Neste projecto, os quatro compositores (Daniel Bernardes, Daniel Schvetz, Anne Victorino, e eu) fomos desafiados a musicar temas do repertório da Cristina Branco, renovando os “sentidos numa descoberta contemporânea de uma nova abordagem de ouvir a música”, sem nunca perder a nossa linguagem e identidade musical. Inspirado na arquitetura retrofit, o objectivo era que as peças fossem justapostas às canções representando as múltiplas identidade sonoras que existem.
Do conjunto de canções selecionadas para o projeto, escolhi criar a partir de Gaivota e Ai esta pena de mim.

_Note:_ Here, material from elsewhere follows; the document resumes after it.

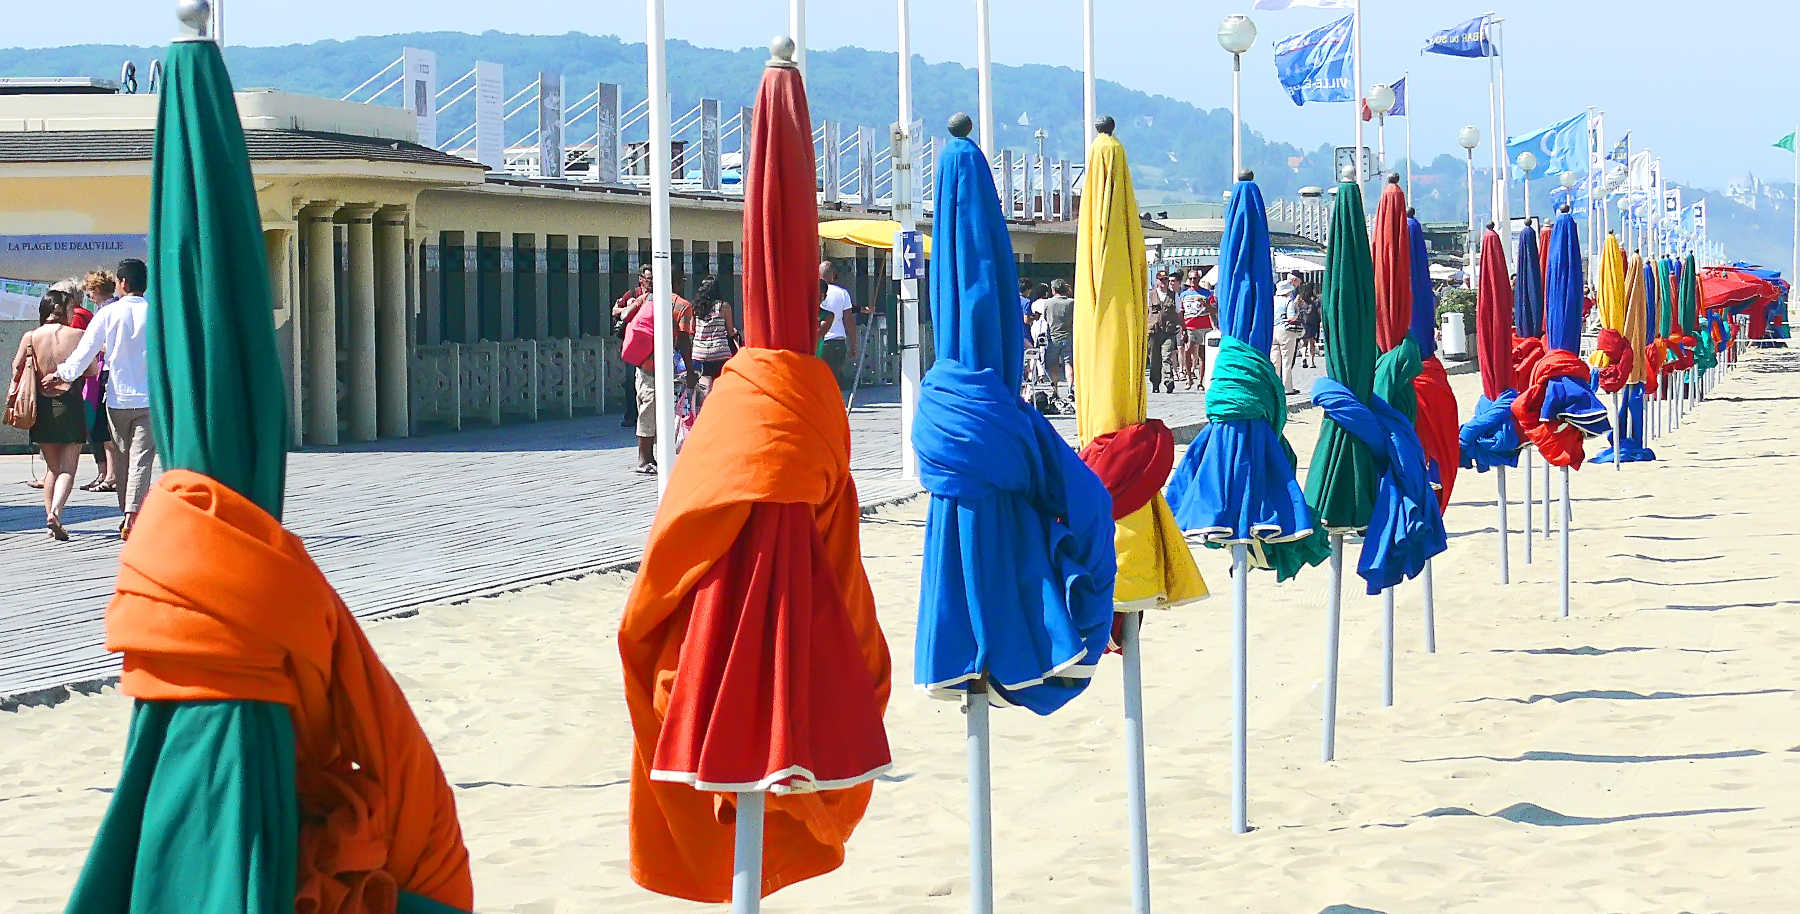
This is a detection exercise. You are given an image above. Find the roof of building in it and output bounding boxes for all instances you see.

Assim, esta peça nasce em diálogo com a interpretação de Gaivota por Cristina Branco, mas foi concebida para existir autonomamente, com vida própria. Procurei reflectir a minha leitura do poema de Alexandre O’Neill, que vejo como um profundo conflito interno entre o desejo humano de pertença e a atração pelo inatingível. A gaivota transforma-se assim numa imagem dupla: símbolo de liberdade, mas também dessa “asa que não voa”, de anseio. No verso “Que perfeito coração bateria no meu peito”, encontro o cerne desta tensão – a busca de completude através do amor. A minha interpretação afasta-se de uma leitura dolorosa para destacar antes a importância do olhar exterior, da relação com o outro como porto seguro. É essa paz, essa reconciliação que procuro no fim da peça, onde ouvimos elementos musicais que aparecem ao longo da peça, em dialogo com ataques homorrítmicos de algumas das harmonias (transformadas) deste fado.

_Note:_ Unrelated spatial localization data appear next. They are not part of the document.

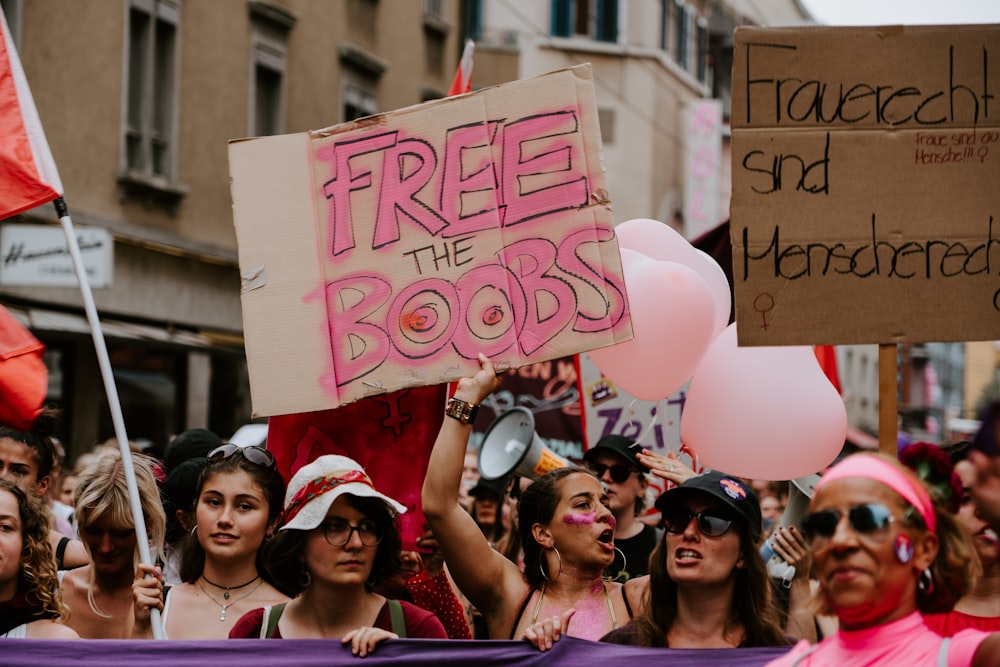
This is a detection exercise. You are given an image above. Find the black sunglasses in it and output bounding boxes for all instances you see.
[207,443,276,469]
[589,462,634,484]
[801,503,905,545]
[662,507,734,537]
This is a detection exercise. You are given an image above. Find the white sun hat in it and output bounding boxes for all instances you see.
[279,454,407,532]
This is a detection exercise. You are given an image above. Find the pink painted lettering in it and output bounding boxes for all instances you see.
[499,238,575,356]
[373,138,448,248]
[318,132,398,257]
[439,121,503,238]
[325,274,392,386]
[499,110,589,227]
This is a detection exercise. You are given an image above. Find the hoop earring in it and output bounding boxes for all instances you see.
[614,546,627,578]
[918,568,934,594]
[538,545,562,581]
[299,569,312,589]
[190,525,198,537]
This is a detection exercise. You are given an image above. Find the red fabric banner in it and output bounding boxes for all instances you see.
[266,385,446,551]
[0,305,47,430]
[0,7,62,219]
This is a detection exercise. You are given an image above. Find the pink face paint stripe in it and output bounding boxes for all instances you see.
[563,511,597,526]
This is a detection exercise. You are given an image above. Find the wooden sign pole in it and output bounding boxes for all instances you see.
[878,344,898,457]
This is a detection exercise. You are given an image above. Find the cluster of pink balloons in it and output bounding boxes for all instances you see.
[589,218,730,401]
[680,324,847,479]
[590,218,847,480]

O projecto foi apresentado pela primeira vez em Junho de 2022, no Mosteiro de Alcobaça, pela Cristina Branco, Bernardo Couto (guitarra portuguesa), Bernardo Moreira (contrabaixo) e CISMO – Cister Meta Orchestra (Mário Marques, saxofones e direção artística, Daniel Bernardes, piano, Rui Ramos, flauta, Pedro Massarrão, violoncelo, Gil Gonçalves, tuba, Manuel Campos, percussão).